LA GRANGE (LAGRANGE), JOSEPH LOUIS. - MAXIMA AND MINIMA.

Sur les Courbes Tautochrones. (and ) Nouvelles Réflexions sur les Tautochrones.

(Berlin, Haude et Spener, 1767 and Berlin, Ch. Fr. Voss, 1774). 4to. Without wrappers as issued in "Mémoires de l'Academie Royale des Sciences et Belles Lettres" Tome XXI, pp. 364-380 and " Nouveau Mémoires...", pp. 97-122.

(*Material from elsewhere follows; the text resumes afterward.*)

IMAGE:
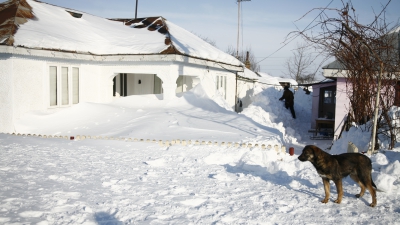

Both first edition in the journal form. Huygens proved Geometrically in 1659 that the tautochrone was a cycloid curve. This solution was later used to attack the problem of the Brachistochrone curve. Jacob Bernoulli solved the problem by using calculus in a paper from 1690, which for the first time used the term 'integral'. Both Lagrange and Euler loked for an analytical solution to the problem. Lagrange, in the papers offered here, developed a formal calculus based on the analogy between Newton's theorem and the successive differentiations of the product of two functions. He also communicated this to Eule in a letter written in Latin slightly before the Italian publication. In a letter to D'Alembert in 1769 Lagrange confirmed that this method of maxima and minima was the first fruit of his studies - he was only 19 when he divised it - and that he regarded it as his best work.
A paper by Leonhard Euler:¨Éclaircissement plus détailles sur La generation et Propagation du Son et sur la Formation de L'Echo" Berlin Academy Royale 1767" in first edition withbound.